The complimentary breakfast at Prana Restaurant in SoMa provided an occasion to thank volunteers for their work.
Soetoro-Ng’s 30-minute speech confirmed Obama’s personal qualities, apparent even in his youth, which make him the ideal presidential candidate of a diverse nation.
“He recognizes, and this is most important, the importance of listening and learning,” Soetoro-Ng said. “I have so much love for him for that. The time has come for him to teach us how to do that a little better.”
Soetoro-Ng underlined the influence of women in Obama’s campaign and his life, explaining that he comes from a “family of strong women” and has a wife and two daughters himself. “The claim that he is not feminist is total folly.”
As is the case throughout the campaign, issues of diversity and inclusiveness weighed on the minds of some voters at the event. There is a sense that Obama’s image communicates America’s diversity to people at home and abroad, and also that Obama can identify with racial minorities.
“His father is black, his mother is white, his sister is half-Indonesian — it doesn’t get more American than that,” said event attendee Sharon Soong, who is white and whose children are hapa. “It’s not just peripheral. He acknowledges all of it.”
Like Obama, Soetoro-Ng is biracial, of white and Indonesian descent.
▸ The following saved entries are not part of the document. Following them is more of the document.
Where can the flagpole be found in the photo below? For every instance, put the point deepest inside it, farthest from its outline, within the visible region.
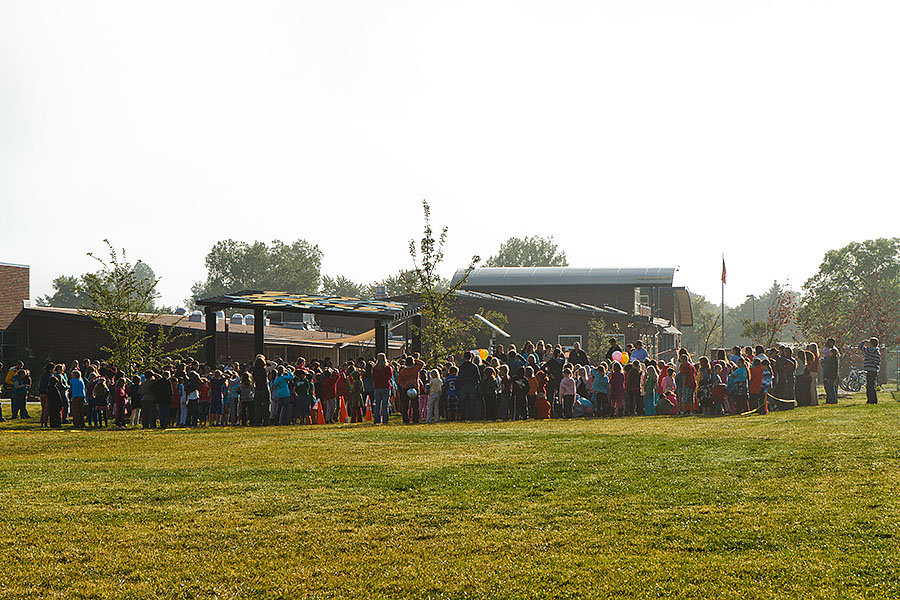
(723, 300)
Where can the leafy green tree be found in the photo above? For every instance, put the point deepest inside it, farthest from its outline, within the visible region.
(442, 332)
(597, 337)
(233, 266)
(70, 291)
(855, 294)
(122, 300)
(344, 286)
(779, 319)
(534, 251)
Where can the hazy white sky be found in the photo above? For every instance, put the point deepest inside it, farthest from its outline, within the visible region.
(638, 133)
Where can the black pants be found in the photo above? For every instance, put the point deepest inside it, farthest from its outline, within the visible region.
(568, 401)
(634, 403)
(148, 415)
(247, 412)
(871, 380)
(521, 411)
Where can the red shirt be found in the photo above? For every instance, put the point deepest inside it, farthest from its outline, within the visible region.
(756, 379)
(381, 376)
(688, 375)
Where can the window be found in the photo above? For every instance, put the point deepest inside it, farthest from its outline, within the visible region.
(568, 341)
(620, 338)
(8, 345)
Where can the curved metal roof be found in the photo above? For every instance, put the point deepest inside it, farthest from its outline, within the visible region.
(521, 276)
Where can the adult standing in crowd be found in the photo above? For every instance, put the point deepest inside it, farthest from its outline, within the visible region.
(577, 356)
(261, 391)
(78, 395)
(148, 403)
(162, 395)
(871, 364)
(640, 353)
(382, 375)
(830, 370)
(468, 380)
(613, 348)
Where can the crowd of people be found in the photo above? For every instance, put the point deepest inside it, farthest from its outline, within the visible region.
(537, 382)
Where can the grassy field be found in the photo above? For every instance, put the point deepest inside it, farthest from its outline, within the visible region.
(802, 504)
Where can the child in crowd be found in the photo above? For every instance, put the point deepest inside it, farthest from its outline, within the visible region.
(216, 398)
(205, 391)
(520, 394)
(451, 392)
(119, 395)
(505, 385)
(600, 389)
(567, 389)
(435, 387)
(765, 385)
(650, 391)
(617, 391)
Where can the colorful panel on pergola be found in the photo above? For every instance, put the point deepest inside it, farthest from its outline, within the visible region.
(314, 304)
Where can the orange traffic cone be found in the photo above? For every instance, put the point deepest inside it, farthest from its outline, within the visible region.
(344, 417)
(319, 416)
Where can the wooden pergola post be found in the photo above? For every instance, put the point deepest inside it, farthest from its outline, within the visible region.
(210, 314)
(259, 331)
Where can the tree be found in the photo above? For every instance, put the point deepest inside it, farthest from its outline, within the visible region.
(344, 286)
(71, 292)
(707, 324)
(597, 336)
(855, 294)
(780, 317)
(534, 251)
(122, 303)
(442, 333)
(233, 266)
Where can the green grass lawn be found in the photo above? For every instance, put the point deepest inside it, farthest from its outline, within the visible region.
(802, 504)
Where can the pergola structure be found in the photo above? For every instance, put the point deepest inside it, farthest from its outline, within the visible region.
(385, 314)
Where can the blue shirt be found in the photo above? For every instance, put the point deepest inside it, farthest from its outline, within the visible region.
(77, 387)
(279, 386)
(639, 354)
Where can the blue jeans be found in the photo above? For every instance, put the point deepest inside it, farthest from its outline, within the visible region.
(831, 391)
(468, 402)
(163, 411)
(382, 405)
(283, 413)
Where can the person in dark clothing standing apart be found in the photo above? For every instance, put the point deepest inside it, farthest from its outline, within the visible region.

Her husband is Chinese Canadian, and they have one daughter.
The senator himself was born and raised in Honolulu, one of the country’s most diverse metropolitan areas, and lived in Indonesia for four years in childhood.
“That he is from Hawai‘i, where there is a large Asian population, sends a good message about who is America,” Obama supporter Grande Lum said.
Soetoro-Ng said the campaign was stepping up outreach efforts to Asian American voters. “We’re reaching out to community leaders, artists and writers to work up grassroots support,” she said, adding that Obama is “grateful to Asia for providing such rich layers in his life and offering him many ways to see the world. In finding solutions, we have to consider a wide variety of options, including Asian sensibilities that haven’t been considered.”
One Asian American supporter at the event said she was moved by Obama’s March 18 speech in Philadelphia in which the senator acknowledged the problem of race in the country and articulated his worldview. “It resonated with me completely — the struggles I have with my identity and how it fits into the American identity,” Andrea Lum said.
“He doesn’t exclude anyone at all. He’s a big uniter. He’s a world leader,” event attendee Ann Kretzschmar said. Echoing one of Obama’s main points in his speech, Kretzschmar added, “There aren’t blue and red states; it’s the United States of America.